RULE 48

Make mistakes

When 3M was trying to develop a new, strong adhesive, someone made a mistake and produced a glue that was less adhesive than usual. When you stuck things together with it, they just peeled apart. So was that a useless, hopeless, idiotic mistake? No, it was the origin of the Post-it® Note.

Alexander Fleming was having trouble cultivating bacteria in a petri dish because a particular mould had a habit of growing alongside the bacteria and destroying them. A frustrating mistake that kept ruining his experiments? Nope – when he decided to study the ‘mistake’ more closely, the mould turned out to have a use after all. He called it penicillin.

One of the biggest bars to being creative is that we’re afraid to make mistakes. Actually there are no rights and wrongs in creative thinking, but we’ve all been brought up to ‘get things right’ and not ‘make mistakes’. Remember the teacher handing back your work in class and giving you a low mark because of the errors you made? It’s ingrained in our culture to see mistakes as a Bad Thing and to strive to avoid them in all fields of life.

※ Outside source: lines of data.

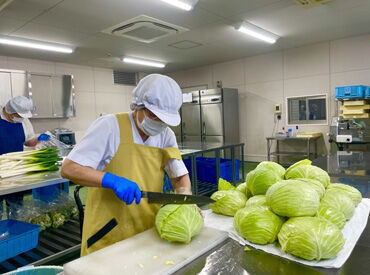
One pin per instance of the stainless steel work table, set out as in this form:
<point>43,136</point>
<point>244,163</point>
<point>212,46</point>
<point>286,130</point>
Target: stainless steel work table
<point>308,140</point>
<point>230,257</point>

This is the enemy of creative thinking. It’s the worry that we’ll get it wrong, mess up, make a mistake, that keeps us from experimenting and letting go to our creativity. Alexander Fleming wasn’t the only scientist cultivating bacteria in the 1920s. Lots of them made the same ‘mistake’ and did what they’d always been told to do with mistakes – throw them away, cover them up, get rid of them and start again. I can’t tell you those scientists’ names though, because none of them discovered penicillin.

When an inventor develops a new product, they go through countless development stages and prototypes. Sometimes, there may be tens or even hundreds of versions of a product before the one that finally goes to market. So why don’t they just start selling the very first prototype they make? It’s because it doesn’t work properly. In fact it may not work at all. But does that make it a mistake? Of course not – it’s just a necessary step on the way to creating a successful product. If those inventors believed that their early mistakes represented some kind of failure, and they should abandon the product as a result, we’d have no cars, mobile phones, sewing machines, lawn mowers, photocopiers.

A mistake is telling you something, sure, and it’s a good idea to listen to it. But it’s not telling you that you’re a failure. It’s telling you that that you’ve identified a barrier to success, and all you need to do is overcome or circumvent each barrier and you’ll succeed.

What’s more, every barrier forces you to think creatively to find a solution, which means you’ll have poured more originality and imagination into the project than you would have done without any ‘mistakes’, and that can only be a good thing. We’ll come onto problem solving in more detail later. For now, the message is to embrace mistakes and not to shy away from the risk of them.